Singing Twinkle Twinkle Little Star or Row, Row, Row Your Boat is a great way to keep your toddler occupied on a car ride. Turns out, these classic nursery rhymes aren’t just a way to pass the time – they also drive speech and language development, improve memory, contribute to early literacy, and much more. Rhyming songs and books for children have been around for centuries, but over the last few decades, researchers have started to recognize the true power of rhyme.
Benefits of Rhyming in Early Childhood
While singing Isty Bitsy Spider multiple times in a row may make your head spin, hang in there – all that rhyming benefits your little one in big ways. Here are 4.
Drives Speech and Language Development
It’s probably no surprise that rhyming promotes speech and language development. When toddlers learn to rhyme, they’re also building unique vocabulary and learning how to combine words, recognize vowels and consonants, and form short sentences. They’re also experiencing the dance of communication! Rhyming exposes your toddler to pitch, inflection, cadence, and rhythm of speech.

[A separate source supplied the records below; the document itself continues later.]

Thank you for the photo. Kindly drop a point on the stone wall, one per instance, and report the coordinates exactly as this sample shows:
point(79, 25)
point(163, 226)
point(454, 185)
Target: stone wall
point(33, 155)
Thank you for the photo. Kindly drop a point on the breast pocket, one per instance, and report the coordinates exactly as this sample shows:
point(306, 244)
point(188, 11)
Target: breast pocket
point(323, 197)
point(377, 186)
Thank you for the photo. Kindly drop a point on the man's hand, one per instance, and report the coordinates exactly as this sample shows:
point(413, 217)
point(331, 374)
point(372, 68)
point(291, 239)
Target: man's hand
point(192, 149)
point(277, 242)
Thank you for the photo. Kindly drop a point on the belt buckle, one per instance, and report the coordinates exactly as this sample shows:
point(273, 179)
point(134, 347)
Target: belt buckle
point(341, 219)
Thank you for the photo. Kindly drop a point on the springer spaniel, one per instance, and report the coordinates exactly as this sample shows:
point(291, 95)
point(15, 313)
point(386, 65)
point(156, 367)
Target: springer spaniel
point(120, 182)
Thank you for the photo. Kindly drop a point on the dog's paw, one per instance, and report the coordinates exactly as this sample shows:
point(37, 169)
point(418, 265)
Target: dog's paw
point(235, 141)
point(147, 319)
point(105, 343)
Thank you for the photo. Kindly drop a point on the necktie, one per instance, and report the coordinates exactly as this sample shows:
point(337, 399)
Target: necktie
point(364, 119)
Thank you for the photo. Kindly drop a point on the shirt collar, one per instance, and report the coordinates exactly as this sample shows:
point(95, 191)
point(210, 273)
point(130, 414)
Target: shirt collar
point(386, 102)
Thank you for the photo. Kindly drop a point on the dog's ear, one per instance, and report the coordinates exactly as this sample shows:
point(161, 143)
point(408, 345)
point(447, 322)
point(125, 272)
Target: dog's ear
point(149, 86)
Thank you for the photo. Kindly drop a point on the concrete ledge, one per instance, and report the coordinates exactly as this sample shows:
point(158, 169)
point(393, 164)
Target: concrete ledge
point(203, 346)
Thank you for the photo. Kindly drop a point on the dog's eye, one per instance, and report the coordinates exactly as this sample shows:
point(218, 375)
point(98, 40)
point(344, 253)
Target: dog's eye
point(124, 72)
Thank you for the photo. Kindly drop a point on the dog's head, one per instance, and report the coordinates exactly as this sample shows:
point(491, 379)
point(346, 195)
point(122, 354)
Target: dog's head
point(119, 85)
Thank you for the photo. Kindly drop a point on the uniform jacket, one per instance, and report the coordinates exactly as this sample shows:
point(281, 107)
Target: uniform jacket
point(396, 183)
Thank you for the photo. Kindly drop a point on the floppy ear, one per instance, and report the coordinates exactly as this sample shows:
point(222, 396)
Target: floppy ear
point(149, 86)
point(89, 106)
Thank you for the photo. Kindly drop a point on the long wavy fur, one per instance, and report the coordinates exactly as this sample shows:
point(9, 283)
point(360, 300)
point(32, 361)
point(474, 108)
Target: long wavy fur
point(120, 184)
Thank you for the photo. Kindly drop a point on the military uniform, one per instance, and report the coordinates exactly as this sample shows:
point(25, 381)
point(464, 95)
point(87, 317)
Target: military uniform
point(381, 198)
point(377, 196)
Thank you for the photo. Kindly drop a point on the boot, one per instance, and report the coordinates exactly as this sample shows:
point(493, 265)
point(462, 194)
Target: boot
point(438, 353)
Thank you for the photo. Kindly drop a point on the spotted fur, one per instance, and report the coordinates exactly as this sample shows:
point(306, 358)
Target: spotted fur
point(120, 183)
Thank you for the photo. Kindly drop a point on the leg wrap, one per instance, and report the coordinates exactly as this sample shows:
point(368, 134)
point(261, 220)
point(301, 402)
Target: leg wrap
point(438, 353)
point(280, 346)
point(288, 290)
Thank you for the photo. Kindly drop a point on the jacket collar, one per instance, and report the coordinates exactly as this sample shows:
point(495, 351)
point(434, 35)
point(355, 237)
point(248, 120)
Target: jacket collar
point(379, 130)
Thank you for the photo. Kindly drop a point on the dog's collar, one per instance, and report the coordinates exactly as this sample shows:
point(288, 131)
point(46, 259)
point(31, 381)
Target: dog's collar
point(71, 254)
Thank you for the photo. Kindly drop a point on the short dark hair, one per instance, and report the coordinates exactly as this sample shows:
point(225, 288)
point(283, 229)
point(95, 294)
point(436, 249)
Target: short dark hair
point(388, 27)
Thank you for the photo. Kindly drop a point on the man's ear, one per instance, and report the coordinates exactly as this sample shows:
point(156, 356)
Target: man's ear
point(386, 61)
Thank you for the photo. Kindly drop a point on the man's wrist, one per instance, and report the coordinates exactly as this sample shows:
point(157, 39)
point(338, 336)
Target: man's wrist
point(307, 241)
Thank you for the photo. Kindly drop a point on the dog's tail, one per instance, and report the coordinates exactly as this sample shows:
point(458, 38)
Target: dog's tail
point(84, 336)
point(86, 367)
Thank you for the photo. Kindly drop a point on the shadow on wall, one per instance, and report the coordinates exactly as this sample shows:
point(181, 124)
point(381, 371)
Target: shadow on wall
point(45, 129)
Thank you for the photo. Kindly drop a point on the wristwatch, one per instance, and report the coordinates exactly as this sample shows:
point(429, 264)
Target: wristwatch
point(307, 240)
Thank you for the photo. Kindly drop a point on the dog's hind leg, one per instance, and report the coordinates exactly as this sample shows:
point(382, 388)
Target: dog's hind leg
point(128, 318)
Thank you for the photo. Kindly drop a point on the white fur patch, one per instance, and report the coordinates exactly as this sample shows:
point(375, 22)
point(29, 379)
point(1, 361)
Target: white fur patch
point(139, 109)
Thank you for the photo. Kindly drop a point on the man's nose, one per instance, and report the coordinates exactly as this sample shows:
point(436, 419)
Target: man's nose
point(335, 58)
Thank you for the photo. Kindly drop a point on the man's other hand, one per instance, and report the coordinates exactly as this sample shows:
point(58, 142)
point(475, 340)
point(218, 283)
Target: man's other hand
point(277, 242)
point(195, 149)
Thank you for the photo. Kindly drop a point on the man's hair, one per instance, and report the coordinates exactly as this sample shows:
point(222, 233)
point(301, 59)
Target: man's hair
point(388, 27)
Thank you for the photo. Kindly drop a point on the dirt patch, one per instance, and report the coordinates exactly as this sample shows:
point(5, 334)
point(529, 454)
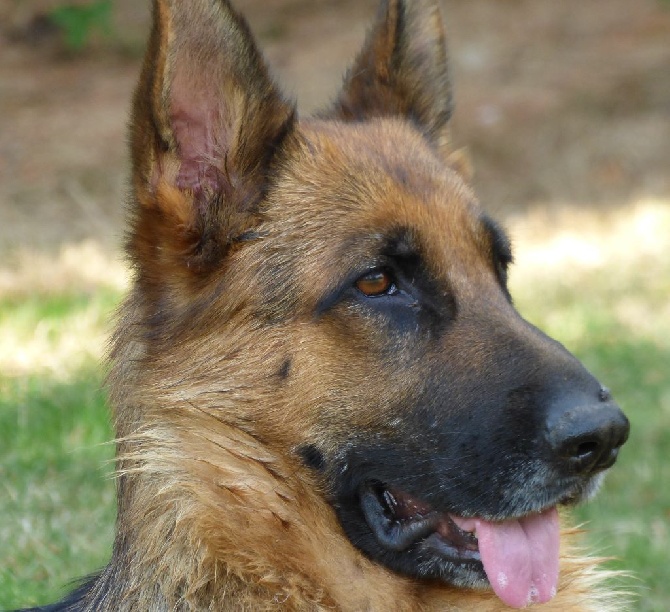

Research has found that a toddler’s ability to remember and recite nursery rhymes is a strong predictor of future reading comprehension skills. One reason for this is that rhyming words help toddlers develop phonemic awareness, or the ability to hear, identify and use individual sounds in words. Rhyming helps children learn familiar sound patterns which, in turn, lays the foundation for learning to read and spell. For example, learning ‘Humpty Dumpty sat on a wall…had a great fall‘ helps them learn and use an ‘all’ pattern.
And, how can we talk about literacy without pointing out that reading rhyming books is simply a lot of fun, which helps little ones develop a love for reading.
Memory and Cognitive Development
Rhyming is also great for memorization and recall skills. In fact, to prove just how powerful rhyming is for cognitive development, researchers at the University of Florida conducted a study where they asked pregnant women to recite nursery rhymes three times a week for six weeks throughout their third trimester. With the use of a heart monitor, they found that the fetuses recognized the nursery rhyme when it was recited to them weeks later by a stranger. Pretty powerful stuff!
Rhyming songs, books, and games are a classic and special way for little ones to connect with parents and caregivers. Memorizing rhymes also promotes social development with others. When toddlers get an opportunity to belt out I’m a Little Teapot with you and a few friends, they’re building confidence and learning the value of connecting with others. What’s more, many nursery rhymes are universal, which can help children adapt when it’s time to start preschool. When they participate in a group nursery rhyme they already know, it can bring a sense of security and comfort to a new situation with new people.
Rhyming, in short, is brain food for your toddler! Fun, developmentally friendly, and easy to weave into the time you and your little one spend together.